Alaçatı'da gözaltına alınan Andaç, Uslu, Aydoğan, Mandal'ın ailesi, avukatları ve İHD'nin Uluslararası Af Örgütü'nün ve Birleşmiş Milletler Yüksek Komiserliği'nin tüm girişimleri sonuçsuz kaldığına dikkat çekilen açıklamada, "Onların gözaltında oldukları kabul edilmedi. Hükümet adına dönemin İçişleri Bakanı Murat Başeskioğlu, 'adı geçen şahısların örgüt üyesi olmaktan dolayı arananlar listesinde olduğu anlaşılmıştır' demekle yetindi. Olayın üzerinden bir yıl kadar sonra kendisini JİTEM'e bağlı 03 Tim Görevlisi olarak tanıtan Turan Ünsal'ın basına yansıyan itiraflarına göre, Neslihan Uslu ve arkadaşları önce Foça'da askeri alan içerisinde olan kontrgerillaya ait bir binada işkenceyle sorgulandı. Sonra İzmir'in Hatay Üçkuyular semtinde yine kontrgerillaya ait bir binada tutuldular" denildi.

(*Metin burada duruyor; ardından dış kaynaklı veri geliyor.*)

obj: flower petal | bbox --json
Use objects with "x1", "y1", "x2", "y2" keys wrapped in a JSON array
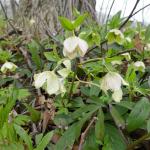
[
  {"x1": 57, "y1": 68, "x2": 70, "y2": 78},
  {"x1": 63, "y1": 37, "x2": 78, "y2": 53},
  {"x1": 77, "y1": 37, "x2": 88, "y2": 57},
  {"x1": 34, "y1": 72, "x2": 47, "y2": 88},
  {"x1": 46, "y1": 72, "x2": 59, "y2": 95},
  {"x1": 112, "y1": 89, "x2": 123, "y2": 102},
  {"x1": 63, "y1": 59, "x2": 71, "y2": 70}
]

Neslihan ve arkadaşlarının sistematik işkenceden çıktığı, kolları ve bacaklarının kırık, ilaçla uyuşturulmuş bir halde balıkçı teknesine bindirildiği ve teknenin Seferihisar açıklarında bomba ile infilak ettirilerek batırıldığı vurgulanan açıklama şöyle devam etti: "Olayın detaylarını anlatan Turan Ünsal, işkenceye katılanların eşkal bilgilerini ve isimlerini de verdi. Bu iddialar hakkında etkin bir soruşturma yürütülmedi. Neslihan Uslu, Metin Andaç, Mehmet Ali Mandal ve Hasan Aydoğan'ın akıbetleri karanlıkta bırakıldı. Ailelerin, 'kaybolan yakınlarımızla ilgili tüm başvurularımızı sonuçsuz bıraktınız, hiç olmazsa onların ölü veya diri olduklarını söyleyin. Öldülerse bize cenazelerimizi verin' talebi de bugüne kadar karşılıksız bırakıldı. Bizler bir kere daha; görmek istemeyen gözlere, duymak istemeyen kulaklara sesleniyoruz. Devletin kaybettiği insanlarımızın akıbetleri açıklansın ve failleri yargılansın!"

Eylem, bir süre devam eden sessiz oturmanın ardından sona erdi.